Pertussis (PT) is a highly contagious infectious disease caused by the bacteria Bordetella pertussis. Clinically, the disease manifests in the form of fever, a runny nose, and, more importantly, coughing. The severity of the latter symptom dramatically increases with disease progression and hence the disease is also known as whooping cough. The infection is particularly dangerous in newborns, with 1.6% of infant cases having fatal consequences in the US.

Vaccination has been established as the most effective mean to prevent PT. Although vaccination of newborns has been performed routinely for a relatively long time, vaccination of pregnant women remained relatively infrequent in the US until 2011. At this time, the centers for disease control and prevention’s Advisory Committee on Immunization Practises recommended implementation of this procedure. Despite the fact that the vast majority of pregnant women are now vaccinated with Tetanus toxoid, reduced Diphtheria toxoid, acellular Pertussis (TDaP), its clinical effectiveness has been poorly studied. Importantly, concerns were raised about a possible interference between TDaP administration to pregnant women and vaccination of infants with Diphtheria, Tetanus and acellular Pertussis (DTaP), which has never been addressed.

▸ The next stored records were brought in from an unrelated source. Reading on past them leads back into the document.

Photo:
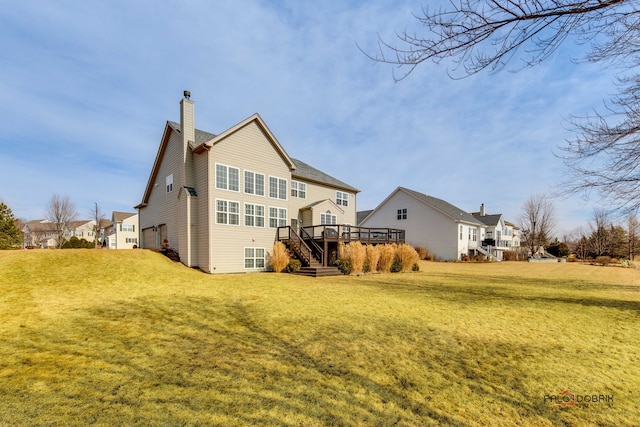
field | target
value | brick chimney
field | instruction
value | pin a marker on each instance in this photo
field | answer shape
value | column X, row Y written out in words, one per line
column 188, row 132
column 187, row 121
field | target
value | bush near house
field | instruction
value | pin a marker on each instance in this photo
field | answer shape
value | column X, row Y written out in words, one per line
column 75, row 243
column 387, row 255
column 279, row 257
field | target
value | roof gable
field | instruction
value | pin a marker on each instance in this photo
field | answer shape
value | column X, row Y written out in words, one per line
column 121, row 216
column 257, row 120
column 309, row 173
column 454, row 213
column 488, row 220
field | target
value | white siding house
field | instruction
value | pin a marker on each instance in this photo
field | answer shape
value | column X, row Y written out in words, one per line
column 500, row 235
column 445, row 230
column 123, row 231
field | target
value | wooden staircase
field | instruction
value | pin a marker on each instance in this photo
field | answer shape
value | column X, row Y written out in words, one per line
column 309, row 253
column 315, row 269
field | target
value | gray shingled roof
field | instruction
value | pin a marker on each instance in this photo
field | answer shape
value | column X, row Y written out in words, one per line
column 490, row 220
column 361, row 215
column 121, row 216
column 305, row 171
column 444, row 207
column 201, row 136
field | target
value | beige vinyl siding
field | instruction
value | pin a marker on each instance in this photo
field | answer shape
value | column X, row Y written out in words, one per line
column 203, row 211
column 162, row 207
column 317, row 192
column 247, row 149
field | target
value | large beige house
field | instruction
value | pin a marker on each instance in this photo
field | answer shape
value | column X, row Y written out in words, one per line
column 122, row 231
column 221, row 201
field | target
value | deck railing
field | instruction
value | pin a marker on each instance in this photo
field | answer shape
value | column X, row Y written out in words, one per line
column 306, row 252
column 348, row 233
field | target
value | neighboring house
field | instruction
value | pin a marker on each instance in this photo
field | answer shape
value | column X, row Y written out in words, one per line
column 446, row 231
column 41, row 233
column 122, row 231
column 221, row 201
column 500, row 235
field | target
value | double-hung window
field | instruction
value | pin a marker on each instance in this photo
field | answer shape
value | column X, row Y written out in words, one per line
column 169, row 183
column 277, row 217
column 227, row 212
column 227, row 178
column 327, row 218
column 254, row 258
column 254, row 183
column 298, row 189
column 342, row 198
column 253, row 215
column 277, row 188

To study these questions, a team led by Dr. Nicola P. Klein investigated TDaP effectiveness and putative interference with DTaP in a recent study published in Pediatrics. The study was performed by enrolling members of a California-based medical care organization called Kaiser Permanente of Northern California (KPNC). The study followed an impressive number of nearly 149,000 newborns and their mothers from 2010-2015. Pertussis cases were diagnosed using a PCR-based test and documented over two overlapping time frames: a shorter period including the first two months after birth and a longer period 12 months after birth which allowed to assess the effectiveness after three DTaP doses each given at two months intervals.

Their results clearly support the efficacy of TDaP administration during pregnancy. First, after two months, a total of 17 newborns were diagnosed with PT, among which only one single newborn’s mother was administered TDaP more than 7 days before giving birth. Second, over the 12 month period, TDaP lowered Pertussis incidence by almost three folds, and the benefits were especially striking among children not administered with DTaP, for which PT incidence was 12 times lower. Finally, whatever the number of DTaP doses administered, TDaP consistently decreased PT incidence, although the benefits became more and more marginal over time. These results convincingly establish TDaP’s clinical efficacy in preventing PT. Importantly, this is the first study suggesting that the concerns raised about TDaP potentially interfering with DTaP were not founded, although further investigations are necessary to confirm this claim.